The rules are simple: choose quality spirits, fresh fruit juices and lower kilojoules mixers. Avoid artificially flavoured liquors, spirits made from corn syrup and synthetic products such as grenadine all of these are chock full of sugars.
These are lower in kilojoules, contain less sugar and can be consumed without worrying as much about how bloated you'll feel in your cossie the next morning:
- Sangria. Traditional sangria is made by combining wine, brandy and fruit. Served cold, this refreshing cocktail never gets old, and the fresh fruit adds a healthy dose of vitamins and fibre. Opt for the red variety, which has the added benefit of artery-protecting flavonoids.
- The classic martini. James Bond knew what he was doing all those years. They're 100 percent liquor, which means they can be lower in kilojoules. If you're going to choose flavoured vodka, look for one that doesn't add sugar.
- Quality liquors plus "smart mixers". If you're a mixed-drink purist who enjoys classic mixed drinks (rum and coke, vodka tonic, etc), there are several tricks you can use to cut the kilojoules. Try using Diet Coke, diet tonic or sparkling water in lieu of your usual mixer.
These pack a mightier kilojoule punch but add other nutrients to the mix and they can still be enjoyed in moderation:
- The margarita. A summertime staple, the tequila-based margarita is full of sugar about 800 kilojoules worth (and that's before you add the tequila)! It's hard to beat this classic, so enjoy it in moderation. The salted rim doesn't affect kilojoule intake, so have some if you enjoy it, but be mindful that it can aid in water retention.

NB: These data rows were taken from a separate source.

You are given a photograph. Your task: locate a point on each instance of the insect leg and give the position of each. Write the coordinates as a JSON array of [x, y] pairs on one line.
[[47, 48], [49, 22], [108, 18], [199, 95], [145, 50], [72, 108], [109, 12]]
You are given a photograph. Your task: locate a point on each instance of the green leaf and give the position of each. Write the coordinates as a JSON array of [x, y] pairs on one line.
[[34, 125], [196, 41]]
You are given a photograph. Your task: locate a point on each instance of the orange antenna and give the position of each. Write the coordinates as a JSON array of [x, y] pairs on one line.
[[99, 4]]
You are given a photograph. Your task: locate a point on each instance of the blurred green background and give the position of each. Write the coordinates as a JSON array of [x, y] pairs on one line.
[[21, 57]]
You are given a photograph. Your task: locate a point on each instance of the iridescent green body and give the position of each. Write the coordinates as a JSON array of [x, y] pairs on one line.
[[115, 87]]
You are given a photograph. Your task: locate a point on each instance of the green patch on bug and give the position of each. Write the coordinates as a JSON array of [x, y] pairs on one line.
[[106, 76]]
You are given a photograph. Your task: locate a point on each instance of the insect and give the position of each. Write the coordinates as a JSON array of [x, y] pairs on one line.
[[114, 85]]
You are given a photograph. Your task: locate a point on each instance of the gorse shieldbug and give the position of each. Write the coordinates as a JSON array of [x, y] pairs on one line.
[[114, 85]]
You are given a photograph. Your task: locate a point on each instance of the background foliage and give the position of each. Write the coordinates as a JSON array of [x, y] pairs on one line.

- The mojito. Equally high in sugar, the stylish mojito is another cocktail best enjoyed in moderation. The muddled sugar and sweet rum are sure to set you back a few sit-ups, but the refreshing minty zing is worth the hit. Have one or two, and then switch to something else.
- The bloody Mary. Loaded with vitamin A and vitamin C, the enduring bloody Mary offers a spicy alternative to your average summer cocktail. When garnished properly, this drink crosses the line into salad territory. Enjoy this spicy treat, but beware of the salt content.
These are the drinks you should avoid at all costs:
- The Long Island iced tea. Rum, gin, vodka, tequila, triple sec, sour mix and a splash of cola join forces to create this high-kilojoule powerhouse drink estimated at 1500 kilojoules per serving. Plus, epic hangovers. Avoid.
- The mudslide. With a name like "mudslide" you know if must be bad. A traditional mudslide contains three main ingredients: coffee liqueur, Irish cream and vodka, not to mention the ice cream that's often incorporated. Rule of thumb: Any cocktail that contains dairy is a recipe for disaster. These cocktails are full of unnecessary fats and should be avoided.
- The chocotini (aka the chocolate martini). Red alert. This trendy drink has worked its way onto a lot of menus lately. There are many variations on the recipe, but your typical chocotini contains most (or all) of the following ingredients: crème de cacoa, Kahlua, triple sec, vodka and maraschino cherries. Creamy, kilojoule madness. Skip to the next item on the bar menu, quickly!
High temperatures and backyard fun make it easier to knock back glass after glass of your favourite cocktail. The recipe for smart summer drinking is informed choices with a splash of moderation. Stick to the classics, avoid the "ugly" cocktails, and you'll be ahead of the game.